Sejak tahun 2015 WVI sudah menginisiasi penyederhanaan adat perkawinan dan kematian di Sumba Timur. Mereka bekerjasama dengan Forum Peduli Adat (FPA) "Pangadangu Mahamu" dan tokoh masyarakat di setiap desa.
Tujuannya satu: Prioritaskan pendidikan anak-anak. Bukan pesta adat!
Beberapa hari sebelum saya berjumpa Gidion, saya berada di bagian paling selatan kabupaten ini, di Desa Tawui, Kecamatan Tabundung.
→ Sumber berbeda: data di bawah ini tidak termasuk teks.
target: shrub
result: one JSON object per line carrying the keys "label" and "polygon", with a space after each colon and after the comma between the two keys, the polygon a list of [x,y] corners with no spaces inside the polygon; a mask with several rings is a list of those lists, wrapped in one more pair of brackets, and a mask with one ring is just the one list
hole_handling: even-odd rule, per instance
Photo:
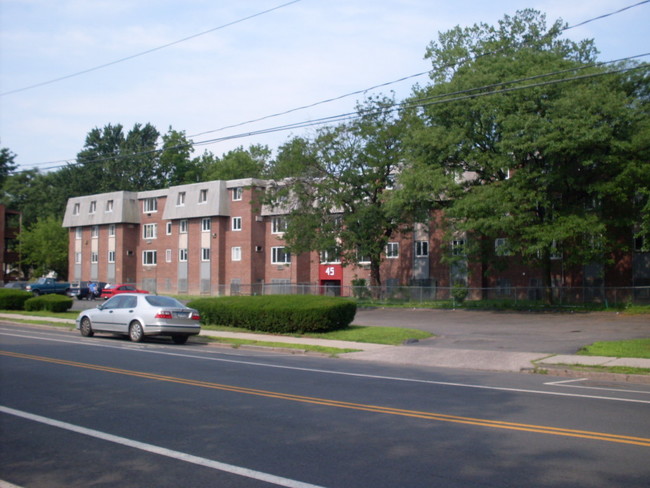
{"label": "shrub", "polygon": [[204,324],[284,334],[344,329],[357,312],[351,300],[313,295],[200,298],[188,306]]}
{"label": "shrub", "polygon": [[32,296],[28,291],[0,288],[0,310],[23,310]]}
{"label": "shrub", "polygon": [[37,310],[66,312],[70,308],[72,308],[72,298],[56,294],[33,297],[25,302],[25,310],[29,312]]}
Ini daerah yang berbatasan dengan lautan Hindia, karena di sebelahnya sudah Australia. Piter Nahu Mara, sang kepala desa, adalah salah satu tokoh yang  sudah melaksanakan deklarasi penyederhanaan adat perkawinan dan kematian  di desanya.
"Maksimal di sini jenazah hanya boleh disimpan di rumah selama 8 hari sesuai kesepakatan bersama. Tuan rumah hanya menyiapkan makanan untuk tamu sebanyak tiga kali saja. Saat kumpul keluarga, pas rembuk soal pemakaman dan saat hari pemakaman," ujarnya.
 Sebab di Sumba Timur ada kebiasaan menyimpan jenzah di rumah selama berbulan-bulan bahkan bertahun-tahun, hingga datang "hari baik" ketika seluruh keluarga dikumpulkan dan yang meninggal dimakamkan. Selama jenazah berada di rumah, orang yang datang melayat wajib diberi suguhan.
"Dan itu biayanya bisa sampai 300-500 juta," kata Paulus K. Tarap, salah satu anggota FPA.
Saya jumpa Paulus lagi pertengahan Juli 2022 di Jakarta. Ia sedang mengikuti lokakarya penerima Fasilitasi Bidang Kebudayaan dari Kemendikbudristek. Yang ia usulkan adalah tentang revitalisasi adat perkawinan dan kematian di atas.
"Kita di Sumba sama sekali belum mengutamakan anak-anak untuk sekolah. Orang tua rela berutang untuk acara adat, sementara sekolah anak-anak tidak dipedulikan," kata Paulus.
Banyak orang tua yang terbelenggu oleh hutang adat, kata dia.
Tokoh lain yang saya jumpai adalah Marius Kuramoki. Ia mantan camat. Sudah pensiun. Seorang keturuan bangsawan. Ia yang pertama menyampaikan ide pembentukan FPA. Sebab ia pernah merasakan sendiri betapa kuliahnya terkatung-katung karena orang tuanya lebih mengutamakan adat, ketimbang ia yang sedang kuliah.
"Karena saya yang usul, saya mulai dari diri sendiri. Dari keluarga sendiri. Mula-mula sangat berat tantangannya. Bahkan dimaki-maki," kata dia.